Di Natale, i bambini prendono il sopravvento. O almeno questo era storia di tanti tanti anni fa. Perché, adesso, ce ne occupiamo sempre: soprattutto se di mezzo vi sono consumi da inseguire, e shopping da frequentare, o concorsi per attori in erba in cui sfondare. O se ci sono réportages da inventare, telefoni azzurri da sostenere, lacrime da spremere… Insomma, soldi da far girare. Quest’anno i presepi, ci giurerei, avranno molti cassonetti al posto delle culle; o discariche,
o argini di torrenti, e non certo per un ecologismo di ritorno: quale posto migliore per sottolineare l’incarnazione del Figlio di Dio del posto che hanno trovato così disperatamente ai figli degli uomini?

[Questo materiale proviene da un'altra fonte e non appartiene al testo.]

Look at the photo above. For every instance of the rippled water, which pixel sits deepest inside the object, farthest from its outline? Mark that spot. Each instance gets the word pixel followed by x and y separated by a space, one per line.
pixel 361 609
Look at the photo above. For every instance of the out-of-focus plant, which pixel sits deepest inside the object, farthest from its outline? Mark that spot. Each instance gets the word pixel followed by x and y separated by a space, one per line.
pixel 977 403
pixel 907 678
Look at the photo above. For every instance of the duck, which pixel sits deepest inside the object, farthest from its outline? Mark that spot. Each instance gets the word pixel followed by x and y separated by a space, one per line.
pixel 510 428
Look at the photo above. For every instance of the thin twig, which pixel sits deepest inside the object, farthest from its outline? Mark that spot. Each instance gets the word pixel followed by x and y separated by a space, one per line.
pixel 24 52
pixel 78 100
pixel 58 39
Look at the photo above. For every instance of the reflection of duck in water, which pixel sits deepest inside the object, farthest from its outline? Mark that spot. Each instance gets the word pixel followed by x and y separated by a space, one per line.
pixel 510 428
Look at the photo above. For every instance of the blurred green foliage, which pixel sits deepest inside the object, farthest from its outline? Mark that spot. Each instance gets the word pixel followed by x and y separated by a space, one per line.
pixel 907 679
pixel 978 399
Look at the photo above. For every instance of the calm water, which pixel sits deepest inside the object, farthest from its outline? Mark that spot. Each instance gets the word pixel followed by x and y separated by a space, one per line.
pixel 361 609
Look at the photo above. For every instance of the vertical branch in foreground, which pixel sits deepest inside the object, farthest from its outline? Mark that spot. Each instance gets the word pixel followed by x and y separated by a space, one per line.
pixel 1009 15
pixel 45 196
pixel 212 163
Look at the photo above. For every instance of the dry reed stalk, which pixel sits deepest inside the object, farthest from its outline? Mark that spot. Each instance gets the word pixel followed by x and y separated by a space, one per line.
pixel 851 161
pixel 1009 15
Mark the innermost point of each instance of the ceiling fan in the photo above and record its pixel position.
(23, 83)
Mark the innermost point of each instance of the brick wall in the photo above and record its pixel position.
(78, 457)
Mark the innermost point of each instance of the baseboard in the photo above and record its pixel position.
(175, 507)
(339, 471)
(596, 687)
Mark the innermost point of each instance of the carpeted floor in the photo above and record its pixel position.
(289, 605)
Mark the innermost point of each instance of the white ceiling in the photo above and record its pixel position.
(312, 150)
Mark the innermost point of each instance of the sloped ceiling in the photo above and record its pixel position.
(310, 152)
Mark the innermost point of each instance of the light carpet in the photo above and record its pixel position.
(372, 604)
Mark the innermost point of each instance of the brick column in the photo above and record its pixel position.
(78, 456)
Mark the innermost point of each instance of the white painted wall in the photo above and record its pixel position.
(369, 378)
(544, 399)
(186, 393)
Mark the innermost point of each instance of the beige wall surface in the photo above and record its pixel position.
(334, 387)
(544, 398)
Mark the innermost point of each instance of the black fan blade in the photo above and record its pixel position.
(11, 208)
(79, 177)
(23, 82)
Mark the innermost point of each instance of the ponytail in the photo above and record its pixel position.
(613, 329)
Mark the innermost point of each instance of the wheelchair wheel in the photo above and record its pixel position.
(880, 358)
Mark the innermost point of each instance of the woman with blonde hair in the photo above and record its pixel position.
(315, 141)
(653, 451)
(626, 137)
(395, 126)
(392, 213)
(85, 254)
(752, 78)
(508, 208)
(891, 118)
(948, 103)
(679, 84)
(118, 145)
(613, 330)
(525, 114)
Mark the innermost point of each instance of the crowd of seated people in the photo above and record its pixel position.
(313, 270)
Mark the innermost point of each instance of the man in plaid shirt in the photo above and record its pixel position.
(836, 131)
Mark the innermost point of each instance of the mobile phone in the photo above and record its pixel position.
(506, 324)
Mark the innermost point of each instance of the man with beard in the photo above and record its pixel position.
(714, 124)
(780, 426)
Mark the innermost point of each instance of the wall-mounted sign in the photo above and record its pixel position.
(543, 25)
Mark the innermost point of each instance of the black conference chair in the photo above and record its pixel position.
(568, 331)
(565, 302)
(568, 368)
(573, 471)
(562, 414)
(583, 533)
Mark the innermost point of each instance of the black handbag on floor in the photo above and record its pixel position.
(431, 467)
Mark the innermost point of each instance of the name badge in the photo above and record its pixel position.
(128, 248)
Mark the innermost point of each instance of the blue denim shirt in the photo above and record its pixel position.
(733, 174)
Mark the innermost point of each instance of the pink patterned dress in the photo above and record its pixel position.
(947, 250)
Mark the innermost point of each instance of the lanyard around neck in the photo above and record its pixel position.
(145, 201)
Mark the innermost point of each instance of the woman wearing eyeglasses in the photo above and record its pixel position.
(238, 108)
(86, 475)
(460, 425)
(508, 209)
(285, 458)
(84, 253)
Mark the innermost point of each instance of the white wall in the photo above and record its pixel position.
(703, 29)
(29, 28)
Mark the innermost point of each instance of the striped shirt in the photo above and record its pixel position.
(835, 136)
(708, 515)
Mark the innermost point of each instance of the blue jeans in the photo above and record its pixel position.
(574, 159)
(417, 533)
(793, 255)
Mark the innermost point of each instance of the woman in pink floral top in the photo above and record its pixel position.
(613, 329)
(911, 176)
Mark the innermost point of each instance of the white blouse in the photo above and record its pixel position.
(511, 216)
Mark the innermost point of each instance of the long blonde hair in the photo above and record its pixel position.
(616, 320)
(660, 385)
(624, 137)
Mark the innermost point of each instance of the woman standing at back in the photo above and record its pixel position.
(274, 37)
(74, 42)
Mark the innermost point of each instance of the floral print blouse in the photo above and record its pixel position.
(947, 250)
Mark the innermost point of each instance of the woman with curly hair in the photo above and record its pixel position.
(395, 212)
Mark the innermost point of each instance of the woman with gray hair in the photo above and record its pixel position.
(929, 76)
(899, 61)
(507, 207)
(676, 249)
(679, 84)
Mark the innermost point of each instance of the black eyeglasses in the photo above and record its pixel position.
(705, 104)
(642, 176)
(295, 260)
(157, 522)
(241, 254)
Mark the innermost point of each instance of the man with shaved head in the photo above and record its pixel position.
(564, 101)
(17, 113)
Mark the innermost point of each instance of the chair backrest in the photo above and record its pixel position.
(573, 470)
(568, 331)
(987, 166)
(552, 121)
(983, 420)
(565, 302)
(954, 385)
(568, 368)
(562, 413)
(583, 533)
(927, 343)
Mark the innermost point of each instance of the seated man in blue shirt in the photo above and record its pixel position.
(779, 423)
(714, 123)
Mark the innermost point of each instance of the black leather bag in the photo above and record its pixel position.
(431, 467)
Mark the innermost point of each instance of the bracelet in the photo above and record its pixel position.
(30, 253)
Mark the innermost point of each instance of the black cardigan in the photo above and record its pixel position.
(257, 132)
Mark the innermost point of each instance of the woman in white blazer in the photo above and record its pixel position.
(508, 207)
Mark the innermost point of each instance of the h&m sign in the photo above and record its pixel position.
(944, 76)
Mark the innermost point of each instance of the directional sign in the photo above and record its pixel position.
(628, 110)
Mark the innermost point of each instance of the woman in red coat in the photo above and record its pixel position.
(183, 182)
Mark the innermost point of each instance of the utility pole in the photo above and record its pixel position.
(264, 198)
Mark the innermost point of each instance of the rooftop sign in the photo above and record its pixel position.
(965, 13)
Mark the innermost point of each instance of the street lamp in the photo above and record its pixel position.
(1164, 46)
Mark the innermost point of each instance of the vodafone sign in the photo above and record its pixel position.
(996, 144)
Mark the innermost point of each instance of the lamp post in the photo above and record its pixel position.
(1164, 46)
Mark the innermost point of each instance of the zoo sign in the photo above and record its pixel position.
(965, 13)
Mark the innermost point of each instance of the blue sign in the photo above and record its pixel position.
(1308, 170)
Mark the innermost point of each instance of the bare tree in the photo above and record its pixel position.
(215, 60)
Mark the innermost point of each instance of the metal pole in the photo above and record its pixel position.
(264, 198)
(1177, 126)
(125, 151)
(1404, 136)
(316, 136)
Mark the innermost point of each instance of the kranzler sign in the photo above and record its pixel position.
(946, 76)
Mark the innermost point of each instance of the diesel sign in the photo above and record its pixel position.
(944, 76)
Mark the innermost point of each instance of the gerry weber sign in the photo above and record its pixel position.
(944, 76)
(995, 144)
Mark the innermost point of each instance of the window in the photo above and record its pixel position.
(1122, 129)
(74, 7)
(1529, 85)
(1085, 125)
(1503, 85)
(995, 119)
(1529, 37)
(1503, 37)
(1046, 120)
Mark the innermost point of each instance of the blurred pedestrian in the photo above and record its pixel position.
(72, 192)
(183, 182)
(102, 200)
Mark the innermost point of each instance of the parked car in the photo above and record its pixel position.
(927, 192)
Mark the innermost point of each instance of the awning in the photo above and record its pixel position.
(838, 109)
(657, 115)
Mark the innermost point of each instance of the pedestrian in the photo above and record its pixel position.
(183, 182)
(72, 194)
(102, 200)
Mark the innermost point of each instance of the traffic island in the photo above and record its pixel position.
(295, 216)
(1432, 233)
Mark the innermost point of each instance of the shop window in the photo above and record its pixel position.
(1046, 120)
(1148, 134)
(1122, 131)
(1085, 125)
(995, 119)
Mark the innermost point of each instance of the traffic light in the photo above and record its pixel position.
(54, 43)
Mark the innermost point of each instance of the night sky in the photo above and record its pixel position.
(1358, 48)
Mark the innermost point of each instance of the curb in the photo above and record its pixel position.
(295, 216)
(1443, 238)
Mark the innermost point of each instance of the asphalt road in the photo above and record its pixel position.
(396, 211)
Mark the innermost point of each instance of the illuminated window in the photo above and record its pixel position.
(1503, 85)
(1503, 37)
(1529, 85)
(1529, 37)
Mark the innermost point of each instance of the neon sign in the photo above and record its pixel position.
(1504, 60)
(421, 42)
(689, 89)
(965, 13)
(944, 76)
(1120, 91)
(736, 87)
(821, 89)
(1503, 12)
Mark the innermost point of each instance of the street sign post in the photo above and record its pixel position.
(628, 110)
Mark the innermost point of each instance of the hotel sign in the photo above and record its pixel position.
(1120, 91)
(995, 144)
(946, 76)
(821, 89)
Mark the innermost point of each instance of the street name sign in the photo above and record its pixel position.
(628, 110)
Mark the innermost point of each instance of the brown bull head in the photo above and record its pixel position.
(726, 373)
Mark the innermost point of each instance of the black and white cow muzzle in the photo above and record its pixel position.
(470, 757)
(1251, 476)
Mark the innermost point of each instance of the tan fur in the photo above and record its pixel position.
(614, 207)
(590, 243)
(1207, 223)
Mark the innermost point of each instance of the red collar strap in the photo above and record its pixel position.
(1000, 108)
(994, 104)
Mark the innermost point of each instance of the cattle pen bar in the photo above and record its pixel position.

O saranno collocati, quest’anno i presepi, sul postale di Internet, dove viaggiano i mercanti invisibili dello sfruttamento sessuale dei minori? Si sono già fatti presepi con siringhe e mitra. Ora il terzo posto nella classifica dei commerci illegali che l’abuso sui minori si è acquistato, chiama scenari soprattutto asiatici, ma variazioni si possono anche collocare altrove. Qualcuno ha detto che i fatti del Belgio sono solo la punta di un iceberg: ma, per un presepe, è scenografia già abusata il pezzo di ghiaccio preso a prestito di tutto ciò che è diabolicamente sommerso.
Adesso i bambini sono al centro non solo a Natale, in quel giorno che una volta riassumeva il passato e preparava il futuro: adesso sono al centro sempre. E non sempre è un bene.
Stanno al centro delle guerre che gli adulti fanno per il bene delle future generazioni. “Quando vieni a sapere di un attacco terrorista a una famiglia israeliana, i cui bambini sono uccisi, provi pietà?”. “E’ una questione di matematica – risponde una ragazza -; più israeliani muoiono, più posto resta agli arabi”. Se cambiate il campo di guerra, le risposte non cambiano: a cominciare dai ragazzi della Cambogia o del Messico, in Bosnia o in Irlanda. Ovunque una guerra moderna abbia messo bambini di mezzo; o davanti ai cortei della guerriglia, e non tanto per trattenere il nemico dall’assalire, quanto perché diventino piccoli guerrieri che imparano l’odio. Questi figli conoscono non per sentito dire, come i nostri, ma direttamente che cosa vuol dire avere il papà o la mamma uccisi; e quale strazio è la morte che dilania il tuo amico seduto con te in un parco giochi dove scoppia una bomba. Quali sono i sentimenti che finiscono per rimanere? Che adulti saranno questi bambini con i quali dovranno fare i conti anche i nostri ragazzi? Quanti riusciranno a pensare, come ha detto un ragazzo di quelli, che la sua miglior vendetta non sarà uccidere chi gli ha tolto i genitori, ma “trarre il meglio dalla mia vita: questa è la miglior vendetta”?
Stanno al centro sempre, anche quando il loro posto sarebbe di stare all’inizio: di un viaggio, di una scoperta. Stanno al centro: che è il motivo migliore per liberarsi di loro, quando nascono e quando crescono. Quando nascono, se sono sentiti come qualcosa di sporco che non appartiene; e quando crescono, perché chiedono una fatica che non ha più ragionevoli tempi per essere sostenuta, occupati come si è fuori casa. Resta l’imperativo che diventino adulti alla svelta: lo diventino ovunque, e innanzitutto nella sessualità, in quel connubio tra corpo e anima a cui si toglie ogni pudore, così che ciascuno s’affranchi da sé. Solo quella grossa balia senza alcun confine che è la televisione ad accompagnare le scoperte: a dare risposte prima ancora che si formulino domande, e a non aver voce per rispondere alle domande vere.
Stracciarsi le vesti per un bambino violentato, oscenamente fotografato, cinicamente passato da un cliente all’altro? O per un figlio buttato? Con quale diritto – con quale faccia di bronzo – se tutta la nostra sottesa filosofia, e tutta la nostra sfacciata pedagogia, e tutto il nostro liberismo offrono con una mano quello che poi ipocritamente tolgono con l’altra? A badare bene i bambini non stanno davvero al centro: al centro ci sta quella grossa balia a dividerli dagli adulti, e a farli diventare tra loro nemici. Dalle mie parti – c’è un grande fiume – si avverte di non togliere le barriere al ponte se non si vuol piangere per qualcuno che poi ci casca.
Però, a ben pensarci, perché far diventare un presepe lo specchio del mondo? Una nitida mangiatoia resta una speranza a cui non rinunciare; e un po’ di paglia il simbolo della ricchezza che scalda perché accoglie. Non è forse vero che ci sono ancora discepoli di Betlemme?